5. Para Pablo, el objeto principal de la fe y la predicación fue Cristo crucificado y resucitado, el Señor exaltado, el Kyrios. Por medio del Señor, nosotros, que experimentamos en nuestros miembros la poderosa ley del pecado (Rom 7), somos justificados por la fe (Rom 5,1). Pablo fue ante todo, predicador de la gracia, mejor dicho, de la gracia de la redención merecida por la muerte de Jesús en la cruz, con la cual se cumple la ley.

Pablo, no obstante, sabía muy bien de la necesidad que tiene el hombre de colaborar con la gracia inmerecida, gratis data.

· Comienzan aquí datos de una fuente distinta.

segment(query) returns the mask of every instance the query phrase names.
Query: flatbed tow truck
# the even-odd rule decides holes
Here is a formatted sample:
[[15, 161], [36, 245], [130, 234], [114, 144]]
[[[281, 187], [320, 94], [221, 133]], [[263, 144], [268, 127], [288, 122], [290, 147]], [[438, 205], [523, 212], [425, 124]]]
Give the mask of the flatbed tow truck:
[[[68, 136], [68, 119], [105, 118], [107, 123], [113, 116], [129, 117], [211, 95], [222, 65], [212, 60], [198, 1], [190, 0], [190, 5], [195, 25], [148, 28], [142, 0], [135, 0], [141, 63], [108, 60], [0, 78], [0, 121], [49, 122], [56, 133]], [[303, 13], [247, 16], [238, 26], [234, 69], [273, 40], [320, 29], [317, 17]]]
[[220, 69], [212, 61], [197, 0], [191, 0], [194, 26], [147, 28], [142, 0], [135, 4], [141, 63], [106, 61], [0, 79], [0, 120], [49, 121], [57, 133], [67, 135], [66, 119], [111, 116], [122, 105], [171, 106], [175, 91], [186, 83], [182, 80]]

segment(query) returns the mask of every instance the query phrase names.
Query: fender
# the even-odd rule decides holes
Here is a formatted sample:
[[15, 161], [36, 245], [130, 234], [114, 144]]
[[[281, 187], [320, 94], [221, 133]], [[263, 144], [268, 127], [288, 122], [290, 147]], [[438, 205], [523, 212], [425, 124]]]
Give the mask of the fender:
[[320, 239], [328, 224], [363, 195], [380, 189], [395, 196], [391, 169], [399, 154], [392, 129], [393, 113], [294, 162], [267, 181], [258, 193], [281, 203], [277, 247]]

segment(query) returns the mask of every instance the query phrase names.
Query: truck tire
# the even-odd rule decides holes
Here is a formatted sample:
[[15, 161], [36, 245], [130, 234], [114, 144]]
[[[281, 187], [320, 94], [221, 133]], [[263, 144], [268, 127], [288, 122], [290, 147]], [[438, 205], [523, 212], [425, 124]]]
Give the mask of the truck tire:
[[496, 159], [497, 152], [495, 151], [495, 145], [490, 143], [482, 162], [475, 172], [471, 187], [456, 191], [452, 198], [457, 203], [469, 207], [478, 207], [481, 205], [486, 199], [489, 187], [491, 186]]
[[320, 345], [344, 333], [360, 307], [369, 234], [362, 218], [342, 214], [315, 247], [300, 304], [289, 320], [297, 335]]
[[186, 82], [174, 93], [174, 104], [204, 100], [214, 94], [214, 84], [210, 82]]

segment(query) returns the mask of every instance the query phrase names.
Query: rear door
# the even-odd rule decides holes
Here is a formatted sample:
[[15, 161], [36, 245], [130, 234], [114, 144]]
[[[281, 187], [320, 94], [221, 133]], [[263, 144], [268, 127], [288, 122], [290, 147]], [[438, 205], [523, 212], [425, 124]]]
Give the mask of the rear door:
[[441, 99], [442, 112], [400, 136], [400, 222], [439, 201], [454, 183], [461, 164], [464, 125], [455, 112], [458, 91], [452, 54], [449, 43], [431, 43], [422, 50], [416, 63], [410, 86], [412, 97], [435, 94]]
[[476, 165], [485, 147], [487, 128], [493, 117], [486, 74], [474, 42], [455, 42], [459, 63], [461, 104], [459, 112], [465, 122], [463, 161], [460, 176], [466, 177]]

Su lucha incansable por calar más hondo en los misterios de Dios y de la gracia redentora que en ellos libremente se regala se integra plenamente en la lucha por el premio de la victoria (1 Cor 9,24). Pablo se castigó a sí mismo para no ser repudiado (1 Cor 9,27). Quiso, incluso, completar (Col 1,24) lo que aún faltaba a la pasión de Cristo. Esperaba para sí la recompensa del cielo (2 Tim 4,8), tal como el mismo Jesús, casi de la misma forma que en su contestación a la pregunta de Pedro (Mt 19,27), le había prometido. Pablo, que tanto sabía de la ley del pecado en el cuerpo de los hombres, confiesa al mismo tiempo que él ya no vive, sino que es Cristo quien vive en él (Gál 2,20). Pese a su tremendo grito: «¡quién me librará de este cuerpo de muerte!» (Rom 7,24), no vive en absoluto con conciencia desesperada, sino que confiesa de sí mismo con sorprendente naturalidad: «Siempre hasta hoy me he conducido delante de Dios con toda rectitud de conciencia» (Hch 23,1).

En el curso de la historia, la doctrina de Pablo ha venido a ser muchas veces punto de partida de herejías. La causa ha sido siempre el mismo equívoco: que no se han tenido en cuenta todas sus formulaciones, tan extremadas a veces, sino que algunas de ellas han sido, unilateralmente, absolutizadas.